What is reputation?


Reputation is completely optional. Normal use of SF Answers — that is, asking and answering questions — does not require any reputation whatsoever.

Remember, SF Answers is run by you! If you want to help us run the site, you'll need reputation first. Reputation is a (very) rough measurement of how much the SF Answers community trusts you. Reputation is never given, it is earned by convincing other users that you know what you're talking about.

Here's how it works: if you post a good question or helpful answer, it will be voted up by your peers: you gain 10 reputation points. If you post something that's off topic or incorrect, it will be voted down: you lose 2 reputation points. You can earn up to 200 reputation per day, but no more. (Note that votes for any posts marked "community wiki" do not generate reputation.)

Amass enough reputation points and spunk will allow you to go beyond simply asking and answering questions:

15Vote up
15Flag offensive
15Post more than one link
15Post images
50Leave comments
100Vote down (costs 1 rep)
100Edit community wiki posts
100Post more than one question per 20 minutes
100Post more than one answer per 2 minutes
200Reduced advertising (by a factor of 2)
250Vote to close or reopen your questions
250Create new tags
500Retag questions
2000Edit other people's posts
3000Vote to close or reopen any questions
10000Delete closed questions
10000Access to moderation tools

At the high end of this reputation spectrum there is little difference between users with high reputation and moderators. That is very much intentional. We don't run do not run it. The community does.

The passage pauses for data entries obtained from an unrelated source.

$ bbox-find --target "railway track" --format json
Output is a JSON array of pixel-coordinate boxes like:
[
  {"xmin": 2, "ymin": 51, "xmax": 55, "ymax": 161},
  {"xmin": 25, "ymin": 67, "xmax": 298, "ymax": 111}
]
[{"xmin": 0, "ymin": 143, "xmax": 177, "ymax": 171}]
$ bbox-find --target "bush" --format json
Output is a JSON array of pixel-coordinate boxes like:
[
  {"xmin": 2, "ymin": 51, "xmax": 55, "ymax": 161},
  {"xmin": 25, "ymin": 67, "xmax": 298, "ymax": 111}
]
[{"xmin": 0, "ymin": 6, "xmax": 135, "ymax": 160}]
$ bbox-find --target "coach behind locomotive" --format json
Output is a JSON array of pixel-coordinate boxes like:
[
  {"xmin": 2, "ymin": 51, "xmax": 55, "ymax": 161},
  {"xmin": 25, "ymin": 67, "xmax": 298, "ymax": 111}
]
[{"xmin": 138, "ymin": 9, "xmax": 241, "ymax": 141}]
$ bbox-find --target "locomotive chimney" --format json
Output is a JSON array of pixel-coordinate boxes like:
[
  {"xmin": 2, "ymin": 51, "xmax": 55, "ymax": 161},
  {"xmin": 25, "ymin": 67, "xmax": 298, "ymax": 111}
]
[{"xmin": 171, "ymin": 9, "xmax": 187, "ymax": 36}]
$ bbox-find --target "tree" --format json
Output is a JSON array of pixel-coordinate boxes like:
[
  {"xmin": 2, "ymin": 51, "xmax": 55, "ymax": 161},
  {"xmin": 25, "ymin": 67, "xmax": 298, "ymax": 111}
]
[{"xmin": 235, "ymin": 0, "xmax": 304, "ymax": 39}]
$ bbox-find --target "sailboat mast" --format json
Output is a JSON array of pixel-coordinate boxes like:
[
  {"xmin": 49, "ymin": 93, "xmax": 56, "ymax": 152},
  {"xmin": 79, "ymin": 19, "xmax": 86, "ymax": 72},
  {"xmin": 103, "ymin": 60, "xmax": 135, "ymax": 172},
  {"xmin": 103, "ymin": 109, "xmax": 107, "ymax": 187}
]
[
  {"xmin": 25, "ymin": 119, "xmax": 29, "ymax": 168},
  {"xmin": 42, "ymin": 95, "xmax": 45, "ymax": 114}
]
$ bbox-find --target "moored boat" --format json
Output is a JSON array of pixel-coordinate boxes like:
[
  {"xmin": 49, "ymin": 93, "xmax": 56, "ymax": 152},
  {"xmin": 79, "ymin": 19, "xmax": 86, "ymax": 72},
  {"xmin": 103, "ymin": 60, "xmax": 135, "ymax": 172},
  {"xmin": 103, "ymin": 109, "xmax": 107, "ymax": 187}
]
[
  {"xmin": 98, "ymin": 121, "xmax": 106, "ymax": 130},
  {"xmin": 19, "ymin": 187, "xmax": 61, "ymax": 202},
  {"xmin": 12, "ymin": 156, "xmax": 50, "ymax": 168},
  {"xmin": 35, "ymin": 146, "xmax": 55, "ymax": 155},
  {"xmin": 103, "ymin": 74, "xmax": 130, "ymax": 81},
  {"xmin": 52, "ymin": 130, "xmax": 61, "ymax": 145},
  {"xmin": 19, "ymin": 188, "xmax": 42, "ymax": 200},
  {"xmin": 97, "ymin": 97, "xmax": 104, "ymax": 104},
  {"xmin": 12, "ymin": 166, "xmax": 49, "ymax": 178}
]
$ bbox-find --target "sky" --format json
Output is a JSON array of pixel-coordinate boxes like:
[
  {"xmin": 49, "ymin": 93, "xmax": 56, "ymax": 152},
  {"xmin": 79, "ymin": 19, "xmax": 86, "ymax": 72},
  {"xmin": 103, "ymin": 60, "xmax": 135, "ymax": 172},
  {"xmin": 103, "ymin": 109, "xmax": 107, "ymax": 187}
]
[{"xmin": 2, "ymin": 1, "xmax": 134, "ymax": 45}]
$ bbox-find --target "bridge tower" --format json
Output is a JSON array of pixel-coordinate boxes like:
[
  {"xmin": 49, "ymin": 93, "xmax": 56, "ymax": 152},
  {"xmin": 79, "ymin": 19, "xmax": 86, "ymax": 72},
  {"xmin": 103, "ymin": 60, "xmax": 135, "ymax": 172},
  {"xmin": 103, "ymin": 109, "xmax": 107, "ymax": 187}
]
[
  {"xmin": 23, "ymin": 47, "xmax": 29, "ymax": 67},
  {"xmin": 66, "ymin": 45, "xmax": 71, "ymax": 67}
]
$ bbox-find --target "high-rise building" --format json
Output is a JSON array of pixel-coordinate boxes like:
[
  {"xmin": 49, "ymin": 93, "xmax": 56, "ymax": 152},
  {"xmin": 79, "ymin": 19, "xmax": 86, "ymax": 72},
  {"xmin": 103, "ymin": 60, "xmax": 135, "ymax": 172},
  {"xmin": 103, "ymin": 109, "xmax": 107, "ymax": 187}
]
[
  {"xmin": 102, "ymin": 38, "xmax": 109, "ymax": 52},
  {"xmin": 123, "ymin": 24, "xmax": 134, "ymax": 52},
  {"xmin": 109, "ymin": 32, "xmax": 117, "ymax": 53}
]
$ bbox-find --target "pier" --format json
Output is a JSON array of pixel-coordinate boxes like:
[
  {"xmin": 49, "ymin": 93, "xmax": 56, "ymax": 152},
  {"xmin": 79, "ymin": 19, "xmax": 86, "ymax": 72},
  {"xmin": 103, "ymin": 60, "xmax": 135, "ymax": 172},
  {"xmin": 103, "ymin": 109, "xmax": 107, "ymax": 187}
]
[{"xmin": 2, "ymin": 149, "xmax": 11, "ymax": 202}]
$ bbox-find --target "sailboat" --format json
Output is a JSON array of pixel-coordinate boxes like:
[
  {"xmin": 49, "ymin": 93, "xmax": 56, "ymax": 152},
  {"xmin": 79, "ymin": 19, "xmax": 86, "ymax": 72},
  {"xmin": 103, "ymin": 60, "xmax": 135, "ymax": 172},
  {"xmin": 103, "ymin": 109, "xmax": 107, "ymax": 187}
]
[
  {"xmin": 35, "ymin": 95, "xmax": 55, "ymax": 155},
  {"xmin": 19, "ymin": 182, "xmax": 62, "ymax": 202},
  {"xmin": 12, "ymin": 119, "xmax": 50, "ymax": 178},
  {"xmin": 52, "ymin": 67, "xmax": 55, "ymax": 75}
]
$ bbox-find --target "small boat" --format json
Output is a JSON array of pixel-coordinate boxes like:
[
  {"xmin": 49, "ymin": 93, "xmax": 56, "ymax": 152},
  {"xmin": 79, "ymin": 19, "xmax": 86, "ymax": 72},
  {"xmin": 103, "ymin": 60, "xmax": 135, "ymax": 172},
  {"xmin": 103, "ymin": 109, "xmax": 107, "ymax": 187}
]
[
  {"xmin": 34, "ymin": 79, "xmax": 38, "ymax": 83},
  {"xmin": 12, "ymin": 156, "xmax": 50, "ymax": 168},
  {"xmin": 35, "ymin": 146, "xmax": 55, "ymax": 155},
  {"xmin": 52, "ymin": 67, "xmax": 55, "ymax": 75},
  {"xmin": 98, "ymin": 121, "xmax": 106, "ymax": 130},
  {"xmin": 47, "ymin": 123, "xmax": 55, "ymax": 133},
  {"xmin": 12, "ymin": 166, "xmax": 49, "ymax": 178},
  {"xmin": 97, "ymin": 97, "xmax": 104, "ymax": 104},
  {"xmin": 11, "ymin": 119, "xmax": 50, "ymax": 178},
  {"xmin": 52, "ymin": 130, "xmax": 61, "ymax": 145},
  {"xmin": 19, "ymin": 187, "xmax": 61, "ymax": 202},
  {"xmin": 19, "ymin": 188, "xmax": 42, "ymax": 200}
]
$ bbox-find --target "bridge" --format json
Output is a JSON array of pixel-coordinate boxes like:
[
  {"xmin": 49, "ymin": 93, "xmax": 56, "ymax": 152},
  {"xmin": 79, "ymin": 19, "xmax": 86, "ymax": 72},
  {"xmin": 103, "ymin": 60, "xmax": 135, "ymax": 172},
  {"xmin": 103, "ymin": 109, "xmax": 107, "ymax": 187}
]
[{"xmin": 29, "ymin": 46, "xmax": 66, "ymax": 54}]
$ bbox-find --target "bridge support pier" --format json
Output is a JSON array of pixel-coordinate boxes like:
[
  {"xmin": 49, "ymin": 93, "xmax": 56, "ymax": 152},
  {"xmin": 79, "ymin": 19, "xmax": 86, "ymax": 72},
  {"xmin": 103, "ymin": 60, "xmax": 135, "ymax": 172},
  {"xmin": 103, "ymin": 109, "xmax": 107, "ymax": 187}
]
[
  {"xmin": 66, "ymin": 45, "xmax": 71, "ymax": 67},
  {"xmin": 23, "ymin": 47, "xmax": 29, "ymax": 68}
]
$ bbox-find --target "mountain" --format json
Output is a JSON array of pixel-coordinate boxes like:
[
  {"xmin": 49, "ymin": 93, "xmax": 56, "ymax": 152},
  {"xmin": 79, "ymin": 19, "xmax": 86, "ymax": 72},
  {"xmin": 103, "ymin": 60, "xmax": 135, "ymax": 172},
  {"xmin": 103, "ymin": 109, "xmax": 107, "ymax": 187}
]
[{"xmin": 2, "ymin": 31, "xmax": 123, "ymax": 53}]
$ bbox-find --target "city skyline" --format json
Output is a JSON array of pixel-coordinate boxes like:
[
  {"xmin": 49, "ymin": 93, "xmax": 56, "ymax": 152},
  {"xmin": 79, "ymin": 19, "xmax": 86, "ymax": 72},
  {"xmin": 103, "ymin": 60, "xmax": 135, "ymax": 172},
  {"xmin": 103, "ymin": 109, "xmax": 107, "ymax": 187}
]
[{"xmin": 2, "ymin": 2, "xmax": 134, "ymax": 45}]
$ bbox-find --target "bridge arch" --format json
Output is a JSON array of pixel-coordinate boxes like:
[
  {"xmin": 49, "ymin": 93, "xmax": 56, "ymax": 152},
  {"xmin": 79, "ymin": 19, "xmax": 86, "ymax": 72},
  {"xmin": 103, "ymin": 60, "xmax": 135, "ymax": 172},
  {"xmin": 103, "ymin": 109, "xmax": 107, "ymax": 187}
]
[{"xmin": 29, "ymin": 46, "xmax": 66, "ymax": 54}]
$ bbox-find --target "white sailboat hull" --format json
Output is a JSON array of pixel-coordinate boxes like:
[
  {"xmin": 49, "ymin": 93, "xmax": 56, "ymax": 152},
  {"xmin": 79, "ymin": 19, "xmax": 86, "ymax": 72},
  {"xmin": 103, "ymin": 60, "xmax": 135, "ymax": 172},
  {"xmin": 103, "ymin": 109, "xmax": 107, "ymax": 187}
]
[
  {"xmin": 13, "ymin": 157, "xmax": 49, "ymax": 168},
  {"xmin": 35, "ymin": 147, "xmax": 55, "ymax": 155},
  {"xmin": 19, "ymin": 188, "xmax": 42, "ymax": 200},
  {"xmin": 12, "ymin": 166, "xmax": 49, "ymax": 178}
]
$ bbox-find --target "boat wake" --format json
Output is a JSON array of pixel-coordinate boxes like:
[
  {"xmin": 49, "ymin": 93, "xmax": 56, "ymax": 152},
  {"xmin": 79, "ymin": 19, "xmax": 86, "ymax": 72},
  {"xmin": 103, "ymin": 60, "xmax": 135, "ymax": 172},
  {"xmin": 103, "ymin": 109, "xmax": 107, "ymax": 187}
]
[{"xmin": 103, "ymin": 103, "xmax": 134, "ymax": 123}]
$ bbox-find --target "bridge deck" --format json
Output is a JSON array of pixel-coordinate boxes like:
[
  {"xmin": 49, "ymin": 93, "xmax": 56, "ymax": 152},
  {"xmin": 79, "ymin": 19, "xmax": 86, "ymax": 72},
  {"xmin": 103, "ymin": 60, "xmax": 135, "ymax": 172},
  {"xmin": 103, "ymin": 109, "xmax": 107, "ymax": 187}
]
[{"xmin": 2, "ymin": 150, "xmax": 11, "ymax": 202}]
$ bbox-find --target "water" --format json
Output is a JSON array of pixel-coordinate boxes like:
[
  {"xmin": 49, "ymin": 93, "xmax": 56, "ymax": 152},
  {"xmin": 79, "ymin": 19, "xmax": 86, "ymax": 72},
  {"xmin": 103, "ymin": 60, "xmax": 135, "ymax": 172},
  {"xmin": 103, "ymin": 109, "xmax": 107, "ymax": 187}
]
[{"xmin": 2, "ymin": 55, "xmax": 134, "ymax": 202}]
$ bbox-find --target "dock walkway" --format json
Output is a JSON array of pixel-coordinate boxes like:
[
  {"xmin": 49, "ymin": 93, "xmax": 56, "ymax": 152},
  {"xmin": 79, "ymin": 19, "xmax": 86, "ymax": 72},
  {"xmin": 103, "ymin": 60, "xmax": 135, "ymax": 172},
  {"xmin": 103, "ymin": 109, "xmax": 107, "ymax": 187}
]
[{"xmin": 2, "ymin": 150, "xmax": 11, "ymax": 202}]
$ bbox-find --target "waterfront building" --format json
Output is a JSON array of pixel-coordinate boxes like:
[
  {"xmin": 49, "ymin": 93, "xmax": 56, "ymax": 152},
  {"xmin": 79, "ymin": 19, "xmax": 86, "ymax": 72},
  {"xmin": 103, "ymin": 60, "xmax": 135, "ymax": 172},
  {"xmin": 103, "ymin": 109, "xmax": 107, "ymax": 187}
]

What if I don't get a good answer?

In order to get good answers, you have to put some effort into the question. Edit your question to provide status and progress updates. Document your own continued efforts to answer your question. This will naturally bump your question and get more people interested in it.

If, after two days, you still don't have an answer you like, you can offer a bounty. Slice off a bit of your own hard-earned reputation -- anywhere from 50 to 500 -- and attach it to the question as a bounty. We'll even throw in 50 reputation to sweeten the deal. The bountied question will appear with a special icon in all question lists, and it will also be visible on the home page Featured tab.

Once initiated, the bounty period lasts seven days. If you mark an accepted answer, your bounty is awarded to the answerer (do note that accepted bounty answers are permanent and cannot be changed). If you do not accept an answer in seven days, the top voted answer will automatically become the accepted answer, and half your bounty will be awarded to that answer. You will always give up the amount of reputation specified in the bounty, so if you start a bounty, be sure to follow up and accept the best answer!

Of course, bounty awards, like all accepted answers, are immune to the daily reputation cap and community wiki mode.

Other people can edit my stuff?!

Like Wikipedia, this site is collaboratively edited. If you are not comfortable with the idea of your questions and answers being edited by other trusted users, this may not be the site for you.